Use of interpolation function in ode model written in R/diffeqr

Hi all

I am using Julia’s diffeq through R (diffeqr library) for the simulation of a simple SIR ode model. I want to interpolate a parameter value from the time in the ode model. I can set up a julia ODE model and call through R with the diffeqr library. However, I am not sure how to pass the interpolation function to the ODE? The instructions for julia suggest that any function can be introduced through the “parameter” argument of the ODE. How does this work if I call the function in R?

Below is my unsuccessfull attempt.

  1. julia code for the model (“juliatoymodel.jl”):
function model(dxdt, init , param , time)

  beta, gamma, mu, sigma, eta, phi = param[1]
  interpolate = param[2] 

  S,I,R = init
  N = S + I + R
  i = interpolate(time)

  beta_eff = i*beta * (1.0+eta*sin(2.0*pi*(time-phi)/365.0))
  FOI = beta_eff*I/N

  dxdt[1] = -FOI*S + mu*N - mu*S + sigma*R
  dxdt[2] = FOI*S - gamma*I - mu*I
  dxdt[3] = gamma*I - mu*R - sigma*R

  1. R code that calls the functions:

# params
maxtime <- 3650.0
beta <- 0.25
gamma <- 1/5
mu <- 1/(70*365)
sigma <- 1/365
eta <- 0.2 
phi <- 10
theta <- c(beta, gamma, mu, sigma, eta, phi)

# init
init <- c(9999, 1, 0)

# setup environment
enviro <- diffeqr::diffeq_setup() 


# interpolation function
julia_assign("in",  c(0,365,730,1095,1460,1816,2181,2546,2911,3276,3650))
julia_assign("out", c(1,1,1,1,0.9,0.8,0.7,0.8,0.9,1,1))

julia_assign("init", init)
julia_assign("param", list(theta, julia_command("interpolate = LinearInterpolation(in,out);")))
julia_assign("time", c(0.0, maxtime))

problem = julia_eval("ODEProblem(model, init, time, param)")
solution = enviro$solve(problem, enviro$AutoVern7(enviro$KenCarp4()), 
                         saveat=7.0, abstol=1e-8, reltol=1e-6)

I have tried to make an R list with [[1]] params and [[2]] the interpolation function, which is assigned to a Julia object “param”. Unfortunately this throws an error

Error: Error happens in Julia.
MethodError: objects of type Nothing are not callable

because julia_command("interpolate = LinearInterpolation(in,out);") returns NULL somehow.

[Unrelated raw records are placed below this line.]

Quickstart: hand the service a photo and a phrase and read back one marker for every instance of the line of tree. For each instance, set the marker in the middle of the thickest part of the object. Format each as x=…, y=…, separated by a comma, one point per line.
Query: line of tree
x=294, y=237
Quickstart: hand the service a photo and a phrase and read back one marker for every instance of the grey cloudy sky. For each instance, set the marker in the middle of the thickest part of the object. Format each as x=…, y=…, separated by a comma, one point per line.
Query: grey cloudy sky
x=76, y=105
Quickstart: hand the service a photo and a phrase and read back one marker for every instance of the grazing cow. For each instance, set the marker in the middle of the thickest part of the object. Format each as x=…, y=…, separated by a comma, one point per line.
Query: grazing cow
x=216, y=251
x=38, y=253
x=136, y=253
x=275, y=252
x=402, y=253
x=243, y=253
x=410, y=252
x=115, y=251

How can I pass the interpolation function correctly? I am looking for an R/JuliaCall solution, not a pure Julia solution. Thanks a lot
Bw, Fabienne

You can try to use the julia_eval function, which will return the result from julia to R. The julia_command function will not return the result from julia to R, so the implicit result is always NULL.

Thanks a lot for the fast reply. I tried julia_eval, but it throws an error:

Error: Error happens in Julia.
MethodError: objects of type Array{Float64,1} are not callable
Use square brackets [] for indexing an Array.

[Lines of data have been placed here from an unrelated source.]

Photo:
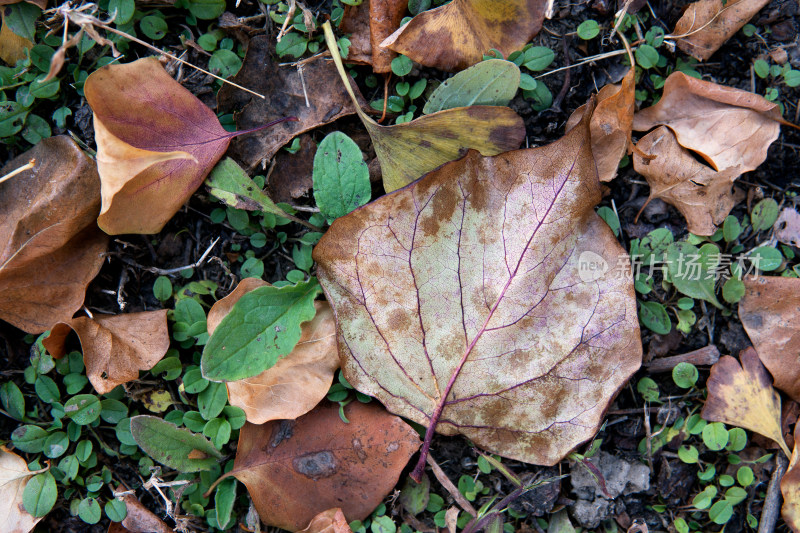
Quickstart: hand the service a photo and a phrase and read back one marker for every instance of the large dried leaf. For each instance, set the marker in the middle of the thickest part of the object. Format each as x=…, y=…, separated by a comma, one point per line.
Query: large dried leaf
x=407, y=151
x=728, y=127
x=294, y=470
x=467, y=303
x=312, y=95
x=790, y=487
x=456, y=35
x=50, y=246
x=611, y=125
x=14, y=476
x=743, y=396
x=115, y=348
x=156, y=142
x=702, y=195
x=707, y=24
x=299, y=380
x=770, y=314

Also, julia_eval("param") returns the result of the function (the interpolation), instead of the function itself. So the main question, how to pass the function itself to the Julia ODE model (within the parameter argument), is still unresolved.

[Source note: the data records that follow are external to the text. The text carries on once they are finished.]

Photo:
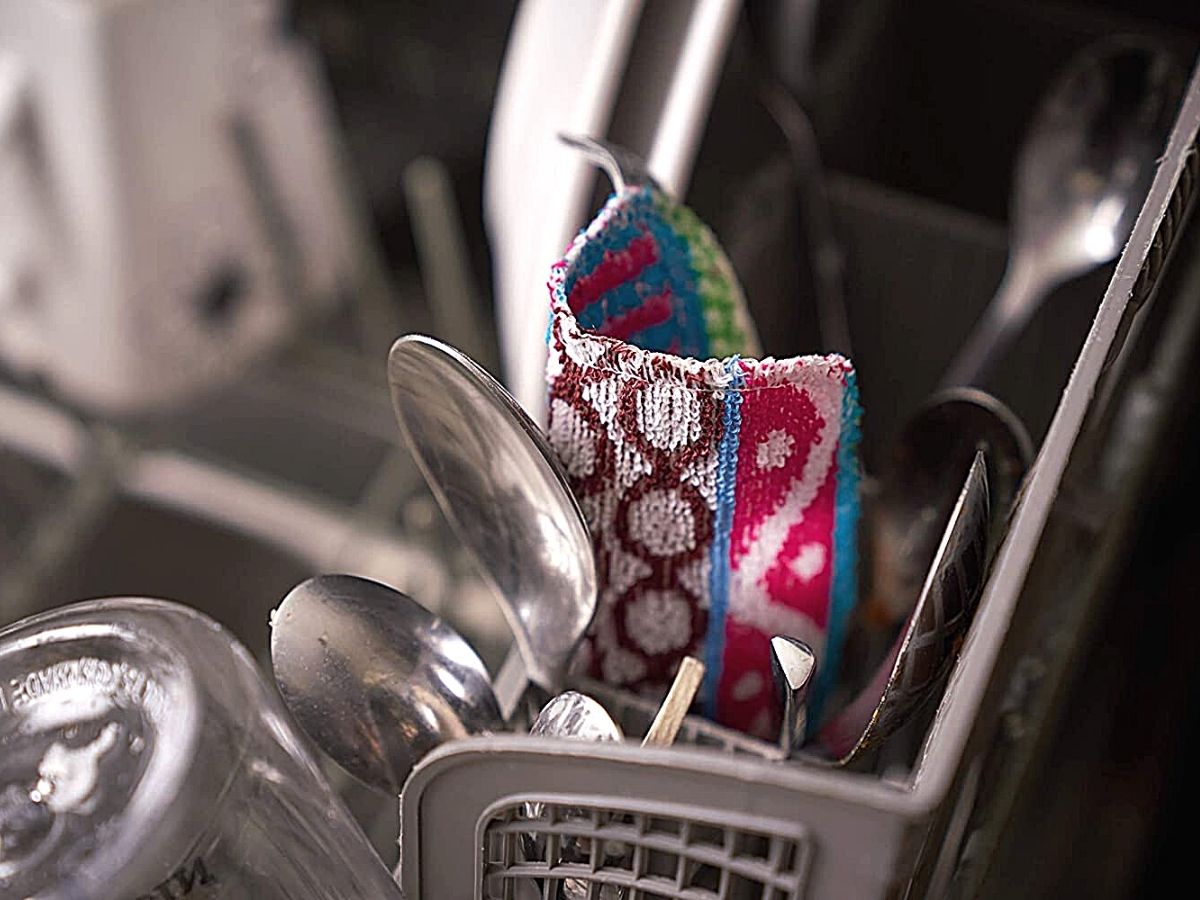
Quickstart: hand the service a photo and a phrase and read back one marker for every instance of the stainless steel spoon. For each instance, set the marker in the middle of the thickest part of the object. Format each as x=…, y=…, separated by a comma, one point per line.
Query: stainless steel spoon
x=792, y=667
x=921, y=485
x=375, y=678
x=1080, y=180
x=579, y=717
x=501, y=487
x=923, y=654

I’m not very familiar with the diffeq ecosystem, and not sure what should be provided as the argument.
But julia_assign will convert any R object into julia object (including R functions to julia functions) and give it a name, and julia_eval will try to convert any julia object to R object (including julia functions to R functions).
And we need to pay attention to julia callable object (I’m not sure whether it is involved in the question). Because JuliaCall sees the callable object not as a function, so it will not turn it into R function. (Because in R, there is no such thing as callable object.)
But you can always construct a julia function based on the callable object
So suppose interpolate is a callable object, you can do julia_eval("x -> interpolate(x)") to get a function back into R.

1 Like

thanks. I have run the same script, but without explicitly including the interpolation function in the parameter argument of the ODE, and it seems to work. I guess as long as the interpolation function is defined in the julia universe, it can be called even if it is outside the ODE function. There may be a better solution for this, but it seems to work for now.